Poster designed by the author for the ATBC conference.

I was able to get PD time away from normal teaching duties that allowed me to attend the opening and first day of ATBC events. There were some fascinating presentations and interactive workshops. Maithripala Sirisena, the president of Sri Lanka at the time (and also the minister for Environment), was the chief guest. The main thrust of his talk was the remarkable legacy that Sri Lanka’s farmers have with producing abundant food surpluses without endangering the country’s wildlife (both historically and to some extent today). The keynote talk by Sejal Worah from WWF-India on adapting to rapid change to better protect biodiversity. Madhu Verma, from the Indian Institute of Forest Management, spoke of environmental economic and how putting environmental value on ecosystem services is a key step to more effective conservation. There were a whole series of shorter talks and workshops over the next three days. I went to interesting talks by Nimal (on restoration in fern lands) and later on presentations by representatives from ATREE the French Institute of Pondicherry. I enjoyed several excellent session on Wednesday morning. Anjali Watson& Andrew Kittle’s (Wilderness & Wildlife Conservation Trust) “cat talk” about their work with leopards in the Central Highlands was a highlight.

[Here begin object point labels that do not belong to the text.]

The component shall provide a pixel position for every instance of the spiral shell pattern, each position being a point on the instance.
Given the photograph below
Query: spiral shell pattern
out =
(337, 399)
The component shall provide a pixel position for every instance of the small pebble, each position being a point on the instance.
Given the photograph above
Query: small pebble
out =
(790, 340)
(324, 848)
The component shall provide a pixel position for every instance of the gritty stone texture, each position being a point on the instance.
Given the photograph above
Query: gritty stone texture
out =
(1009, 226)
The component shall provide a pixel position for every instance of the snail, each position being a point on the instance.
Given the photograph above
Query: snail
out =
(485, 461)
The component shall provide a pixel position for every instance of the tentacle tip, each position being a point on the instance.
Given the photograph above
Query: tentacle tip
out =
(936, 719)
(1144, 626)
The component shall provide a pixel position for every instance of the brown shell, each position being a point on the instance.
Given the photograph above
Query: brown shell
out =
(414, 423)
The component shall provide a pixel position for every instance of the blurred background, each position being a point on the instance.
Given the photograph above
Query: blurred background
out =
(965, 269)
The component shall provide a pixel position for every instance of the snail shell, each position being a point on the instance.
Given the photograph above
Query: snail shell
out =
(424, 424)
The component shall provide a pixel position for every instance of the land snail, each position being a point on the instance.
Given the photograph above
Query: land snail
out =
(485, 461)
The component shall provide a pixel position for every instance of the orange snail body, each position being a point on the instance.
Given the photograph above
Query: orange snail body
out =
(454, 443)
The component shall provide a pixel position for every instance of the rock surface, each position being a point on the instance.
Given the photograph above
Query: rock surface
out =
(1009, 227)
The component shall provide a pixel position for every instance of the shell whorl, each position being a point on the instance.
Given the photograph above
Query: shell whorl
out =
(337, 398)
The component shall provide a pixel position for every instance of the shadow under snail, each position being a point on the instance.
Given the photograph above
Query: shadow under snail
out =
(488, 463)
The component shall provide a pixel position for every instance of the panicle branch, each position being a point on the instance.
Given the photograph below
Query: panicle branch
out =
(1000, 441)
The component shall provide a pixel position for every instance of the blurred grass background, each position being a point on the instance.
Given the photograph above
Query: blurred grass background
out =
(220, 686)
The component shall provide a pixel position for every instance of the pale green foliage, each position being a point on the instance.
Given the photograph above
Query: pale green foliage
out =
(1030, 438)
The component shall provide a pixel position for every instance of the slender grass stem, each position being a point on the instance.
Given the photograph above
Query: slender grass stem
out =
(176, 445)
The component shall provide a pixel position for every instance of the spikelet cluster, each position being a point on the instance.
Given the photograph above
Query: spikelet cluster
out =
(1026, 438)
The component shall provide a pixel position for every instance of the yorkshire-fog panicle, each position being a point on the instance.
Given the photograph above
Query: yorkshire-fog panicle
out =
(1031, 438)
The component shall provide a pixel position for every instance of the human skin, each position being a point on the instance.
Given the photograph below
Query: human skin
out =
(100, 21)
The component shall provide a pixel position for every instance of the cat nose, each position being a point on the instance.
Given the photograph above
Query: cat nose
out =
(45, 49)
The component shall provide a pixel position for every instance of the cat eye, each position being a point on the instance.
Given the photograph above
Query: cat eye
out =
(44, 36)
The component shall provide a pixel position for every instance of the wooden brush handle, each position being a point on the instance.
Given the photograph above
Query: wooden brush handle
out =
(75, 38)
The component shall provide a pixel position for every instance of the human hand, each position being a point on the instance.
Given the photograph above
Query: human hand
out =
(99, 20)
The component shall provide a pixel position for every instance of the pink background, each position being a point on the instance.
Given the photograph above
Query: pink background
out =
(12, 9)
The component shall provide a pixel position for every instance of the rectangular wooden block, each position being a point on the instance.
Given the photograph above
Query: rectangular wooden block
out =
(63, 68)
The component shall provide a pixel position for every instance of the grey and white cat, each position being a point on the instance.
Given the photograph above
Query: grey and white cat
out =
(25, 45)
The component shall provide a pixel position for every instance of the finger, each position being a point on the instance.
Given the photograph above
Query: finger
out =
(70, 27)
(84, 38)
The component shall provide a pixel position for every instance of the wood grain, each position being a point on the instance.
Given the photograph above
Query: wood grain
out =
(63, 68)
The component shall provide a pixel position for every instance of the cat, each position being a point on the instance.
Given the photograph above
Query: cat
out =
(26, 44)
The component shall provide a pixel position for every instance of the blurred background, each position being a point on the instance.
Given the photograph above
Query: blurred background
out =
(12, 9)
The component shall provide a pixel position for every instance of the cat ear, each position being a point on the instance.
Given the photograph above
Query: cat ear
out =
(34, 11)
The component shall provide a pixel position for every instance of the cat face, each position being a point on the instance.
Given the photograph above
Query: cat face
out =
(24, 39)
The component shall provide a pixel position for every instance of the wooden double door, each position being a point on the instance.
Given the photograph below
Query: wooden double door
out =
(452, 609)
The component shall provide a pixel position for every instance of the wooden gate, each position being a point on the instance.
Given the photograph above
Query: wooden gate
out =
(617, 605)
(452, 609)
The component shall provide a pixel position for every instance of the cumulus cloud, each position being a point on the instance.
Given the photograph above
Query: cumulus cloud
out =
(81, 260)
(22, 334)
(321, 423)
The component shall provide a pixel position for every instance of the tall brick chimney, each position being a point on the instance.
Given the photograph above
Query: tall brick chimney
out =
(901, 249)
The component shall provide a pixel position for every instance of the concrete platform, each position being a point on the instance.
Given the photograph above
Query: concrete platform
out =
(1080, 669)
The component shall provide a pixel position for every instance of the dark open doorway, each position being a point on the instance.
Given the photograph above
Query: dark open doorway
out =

Cover from ATBC journal and copy of page 243.

 

FURTHER READING & REFERENCES

Arsumani, M. et al. “Not seeing the grass for the trees: Timber plantations and agriculture shrink tropical montane grassland by two-thirds over four decades in the Palani Hills, a Western Ghats Sky Island.”  PLOS One. January 2018. Web.

Association for Tropical Biodiversity & Conservation (ATBC) Asia Pacific . Proceedings Book. Web.

Land cover changes. (* posts are in chronological order)

  1. “Land Cover Changes in the Palani Hills: A Preliminary Visual Assessment.” Ian Lockwood Blog. August 2014. Web.
  2. “Mapping Montane Grasslands in the Palani Hills. Ian Lockwood Blog. August 2016. Web.
  3. “Landcover Changes in the Palani Hills-A Spatial Study.” Ian Lockwood Blog. May 2018. Web.